Перед этой каютой разместились каюта гардемаринов, кладовая, а под баком – большой камбуз и малый капитанский, по правому и левому бортам – великолепные батареи, каждая в тридцать восемнадцатифунтовых пушек.

С этой палубы мы спустились на третью и осмотрели ее так же внимательно. Здесь находились пороховой погреб, каюты помощника капитана, канонира, хирурга, священника и все матросские койки, подвешенные к балкам. Тут также было двадцать восемь тридцативосьмифунтовых орудий, полностью оснащенных. Оттуда мы спустились в новое отделение и обошли его по галереям, устроенным для того, чтобы можно было увидеть, если во время сражения ядро пробьет корабль у самой ватерлинии, и в этом случае заделать пробоину заранее приготовленными материалами, потом мы пошли в хлебный, винный и овощной погреба, оттуда в перевязочную, рулевую и комнату плотника, в канатный и тюремный погреба и, наконец, в трюм. Джеймс был совершенно прав: хотя все это было для меня не так ново, как он полагал, однако же чрезвычайно любопытно.
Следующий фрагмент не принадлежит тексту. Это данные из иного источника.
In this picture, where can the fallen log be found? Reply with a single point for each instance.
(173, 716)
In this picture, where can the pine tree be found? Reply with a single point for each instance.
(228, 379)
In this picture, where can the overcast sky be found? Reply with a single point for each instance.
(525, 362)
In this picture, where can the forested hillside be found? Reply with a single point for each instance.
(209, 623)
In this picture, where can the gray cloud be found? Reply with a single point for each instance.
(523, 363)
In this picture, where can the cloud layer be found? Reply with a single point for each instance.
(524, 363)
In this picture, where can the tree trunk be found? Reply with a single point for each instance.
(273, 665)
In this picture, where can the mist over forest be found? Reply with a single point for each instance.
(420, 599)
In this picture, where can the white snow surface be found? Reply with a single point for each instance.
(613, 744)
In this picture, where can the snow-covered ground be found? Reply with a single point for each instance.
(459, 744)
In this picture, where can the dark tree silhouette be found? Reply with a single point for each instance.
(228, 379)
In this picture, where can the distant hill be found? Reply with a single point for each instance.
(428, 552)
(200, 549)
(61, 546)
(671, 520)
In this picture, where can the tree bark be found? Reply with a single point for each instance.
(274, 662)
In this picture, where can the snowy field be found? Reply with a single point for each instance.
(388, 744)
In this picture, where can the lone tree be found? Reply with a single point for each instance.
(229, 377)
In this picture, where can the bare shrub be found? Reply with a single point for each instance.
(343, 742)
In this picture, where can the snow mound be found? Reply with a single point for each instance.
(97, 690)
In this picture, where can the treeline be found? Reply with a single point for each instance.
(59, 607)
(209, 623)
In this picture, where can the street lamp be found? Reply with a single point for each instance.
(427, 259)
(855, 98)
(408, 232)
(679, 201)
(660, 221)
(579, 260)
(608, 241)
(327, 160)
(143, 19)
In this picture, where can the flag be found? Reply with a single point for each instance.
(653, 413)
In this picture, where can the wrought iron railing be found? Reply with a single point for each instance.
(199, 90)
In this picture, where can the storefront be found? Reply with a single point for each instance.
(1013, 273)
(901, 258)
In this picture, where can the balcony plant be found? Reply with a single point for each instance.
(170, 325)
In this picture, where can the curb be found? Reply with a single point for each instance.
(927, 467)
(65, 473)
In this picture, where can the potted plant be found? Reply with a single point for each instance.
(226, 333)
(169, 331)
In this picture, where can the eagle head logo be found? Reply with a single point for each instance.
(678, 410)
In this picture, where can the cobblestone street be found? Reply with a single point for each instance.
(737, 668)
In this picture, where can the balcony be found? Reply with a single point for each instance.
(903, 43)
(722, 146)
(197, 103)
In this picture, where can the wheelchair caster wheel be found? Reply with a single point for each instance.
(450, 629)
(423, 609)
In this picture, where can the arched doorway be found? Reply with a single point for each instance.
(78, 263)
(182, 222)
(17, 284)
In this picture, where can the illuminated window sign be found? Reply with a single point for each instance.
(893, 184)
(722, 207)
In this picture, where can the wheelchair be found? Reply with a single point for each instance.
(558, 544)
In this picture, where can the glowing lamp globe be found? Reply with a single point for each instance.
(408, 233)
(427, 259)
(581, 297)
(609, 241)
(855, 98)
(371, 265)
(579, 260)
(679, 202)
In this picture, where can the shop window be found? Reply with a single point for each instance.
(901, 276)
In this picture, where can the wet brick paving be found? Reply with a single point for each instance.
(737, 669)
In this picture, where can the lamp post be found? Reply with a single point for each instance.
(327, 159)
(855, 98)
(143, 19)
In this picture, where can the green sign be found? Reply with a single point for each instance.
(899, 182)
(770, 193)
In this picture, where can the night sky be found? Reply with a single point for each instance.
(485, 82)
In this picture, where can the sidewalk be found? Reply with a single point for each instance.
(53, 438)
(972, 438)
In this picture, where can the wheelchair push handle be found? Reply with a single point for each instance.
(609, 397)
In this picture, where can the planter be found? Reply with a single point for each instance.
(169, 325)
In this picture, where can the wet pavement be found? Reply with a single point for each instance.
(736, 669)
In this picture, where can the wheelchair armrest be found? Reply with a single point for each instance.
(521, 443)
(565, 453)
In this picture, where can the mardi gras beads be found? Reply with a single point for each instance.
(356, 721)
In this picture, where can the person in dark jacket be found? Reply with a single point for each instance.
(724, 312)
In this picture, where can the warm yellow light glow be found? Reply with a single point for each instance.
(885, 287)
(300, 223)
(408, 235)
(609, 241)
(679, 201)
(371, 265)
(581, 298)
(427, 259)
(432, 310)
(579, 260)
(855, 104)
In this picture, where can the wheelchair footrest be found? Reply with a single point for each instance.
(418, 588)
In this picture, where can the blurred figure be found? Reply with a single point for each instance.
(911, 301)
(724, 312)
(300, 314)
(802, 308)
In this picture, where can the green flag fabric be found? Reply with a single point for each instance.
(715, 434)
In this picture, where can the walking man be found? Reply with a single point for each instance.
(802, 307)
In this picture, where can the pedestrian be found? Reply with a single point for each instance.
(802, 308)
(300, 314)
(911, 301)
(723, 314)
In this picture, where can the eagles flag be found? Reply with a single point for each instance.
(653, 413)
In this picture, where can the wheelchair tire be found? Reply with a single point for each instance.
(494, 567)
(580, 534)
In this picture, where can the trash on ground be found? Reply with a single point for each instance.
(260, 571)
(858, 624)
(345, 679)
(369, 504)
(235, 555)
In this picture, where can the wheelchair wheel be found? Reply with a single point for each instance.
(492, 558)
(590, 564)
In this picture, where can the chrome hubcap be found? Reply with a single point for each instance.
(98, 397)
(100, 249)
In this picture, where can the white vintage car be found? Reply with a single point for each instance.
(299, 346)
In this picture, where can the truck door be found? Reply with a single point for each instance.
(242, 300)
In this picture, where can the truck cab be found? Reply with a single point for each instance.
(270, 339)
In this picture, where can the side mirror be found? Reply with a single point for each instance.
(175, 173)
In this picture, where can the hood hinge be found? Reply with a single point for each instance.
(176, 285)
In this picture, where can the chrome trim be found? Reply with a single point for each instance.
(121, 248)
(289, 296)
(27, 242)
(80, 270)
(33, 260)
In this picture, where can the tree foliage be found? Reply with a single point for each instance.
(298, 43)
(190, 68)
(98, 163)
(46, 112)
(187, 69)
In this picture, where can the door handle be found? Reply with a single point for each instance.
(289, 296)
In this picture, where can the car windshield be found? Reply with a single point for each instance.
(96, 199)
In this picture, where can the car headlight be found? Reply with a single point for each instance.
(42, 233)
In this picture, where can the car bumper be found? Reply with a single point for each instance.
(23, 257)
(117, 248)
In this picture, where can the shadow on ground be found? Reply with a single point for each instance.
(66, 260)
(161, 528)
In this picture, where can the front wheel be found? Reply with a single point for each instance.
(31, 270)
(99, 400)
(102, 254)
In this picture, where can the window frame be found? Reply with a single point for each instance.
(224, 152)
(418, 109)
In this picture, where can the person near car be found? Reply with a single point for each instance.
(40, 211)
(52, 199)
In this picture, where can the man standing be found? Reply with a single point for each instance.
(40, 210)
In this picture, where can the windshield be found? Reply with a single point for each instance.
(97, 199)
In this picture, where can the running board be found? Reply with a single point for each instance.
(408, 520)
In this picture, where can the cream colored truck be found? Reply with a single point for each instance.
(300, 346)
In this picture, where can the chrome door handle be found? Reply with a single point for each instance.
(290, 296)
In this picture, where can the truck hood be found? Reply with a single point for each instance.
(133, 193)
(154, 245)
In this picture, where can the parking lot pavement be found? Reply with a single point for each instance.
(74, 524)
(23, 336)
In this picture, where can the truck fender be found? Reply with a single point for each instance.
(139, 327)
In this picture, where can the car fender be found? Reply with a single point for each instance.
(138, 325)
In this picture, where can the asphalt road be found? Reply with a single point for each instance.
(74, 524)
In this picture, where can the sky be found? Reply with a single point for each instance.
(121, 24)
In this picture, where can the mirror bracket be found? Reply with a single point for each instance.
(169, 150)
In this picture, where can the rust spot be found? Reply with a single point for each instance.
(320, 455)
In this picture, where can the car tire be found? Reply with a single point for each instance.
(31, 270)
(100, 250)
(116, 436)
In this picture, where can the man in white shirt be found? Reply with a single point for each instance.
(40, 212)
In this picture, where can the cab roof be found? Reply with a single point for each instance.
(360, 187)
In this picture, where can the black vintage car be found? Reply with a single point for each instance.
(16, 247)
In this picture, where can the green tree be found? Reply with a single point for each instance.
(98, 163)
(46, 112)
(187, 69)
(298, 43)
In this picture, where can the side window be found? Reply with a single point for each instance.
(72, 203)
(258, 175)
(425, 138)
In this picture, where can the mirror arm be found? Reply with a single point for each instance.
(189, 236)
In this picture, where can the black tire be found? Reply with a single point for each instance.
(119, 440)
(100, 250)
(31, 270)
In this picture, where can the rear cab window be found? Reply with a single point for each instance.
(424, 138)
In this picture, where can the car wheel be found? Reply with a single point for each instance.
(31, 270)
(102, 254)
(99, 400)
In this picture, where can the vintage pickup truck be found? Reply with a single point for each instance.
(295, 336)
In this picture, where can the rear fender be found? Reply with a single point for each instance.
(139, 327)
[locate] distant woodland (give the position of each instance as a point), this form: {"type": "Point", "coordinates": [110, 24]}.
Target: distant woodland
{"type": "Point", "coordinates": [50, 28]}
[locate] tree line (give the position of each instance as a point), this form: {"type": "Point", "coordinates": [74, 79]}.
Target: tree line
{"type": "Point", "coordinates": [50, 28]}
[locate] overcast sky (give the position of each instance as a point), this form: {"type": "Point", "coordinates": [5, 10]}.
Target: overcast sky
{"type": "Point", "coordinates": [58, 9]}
Мы вновь поднялись на палубу, и Джеймс собрался показывать мне мачты со всей оснасткой так же, как показывал трюмную часть, но в это время позвонили к обеду. Обед – дело важное, и его нельзя задерживать ни на секунду, а потому мы тотчас спустились в кают-компанию, где четверо юношей наших лет уже ждали нас.

Кто бывал на английских военных кораблях, тот знает, что такое мичманский обед. Кусок полупрожаренной говядины, вареный картофель в кожуре, какой-то темный напиток, который из учтивости зовут портером; все это – на колченогом столе, покрытом тряпицей, которая служит одновременно и скатертью, и салфеткой и которую меняют только раз в неделю. Таков стол будущих Гоу и недозрелых Нельсонов. К счастью, я воспитывался в школе и, следовательно, привык к этому.

После обеда Джеймс не стал напоминать, что мы собирались осмотреть мачты, а предложил поиграть в карты. Кстати, в тот день выдавали жалованье, у каждого в кармане были деньги, и потому предложение приняли единодушно. Что касается меня, то я уже тогда испытывал к игре отвращение, которое с годами все усиливалось, и потому извинился и вышел на палубу.

Погода была прекрасная, дул западо-северо-западный ветер, то есть самый благоприятный для нас, поэтому приготовления к скорому выходу в море, заметные, впрочем, только глазам моряка, делались во всех частях корабля. Капитан прохаживался по правому борту и временами останавливался, чтобы взглянуть на работы, потом снова начинал ходить размеренно, как часовой. На левом борту находился лейтенант, который принимал более деятельное участие в работах, впрочем, ограничиваясь повелительным жестом или отрывистым словом.

Стоило только взглянуть на этих двоих, чтобы заметить различия в их характерах. Стенбау было лет шестьдесят – шестьдесят пять, он принадлежал к английской аристократии, жил года три или четыре во Франции и потому отличался изящными манерами и светским обхождением.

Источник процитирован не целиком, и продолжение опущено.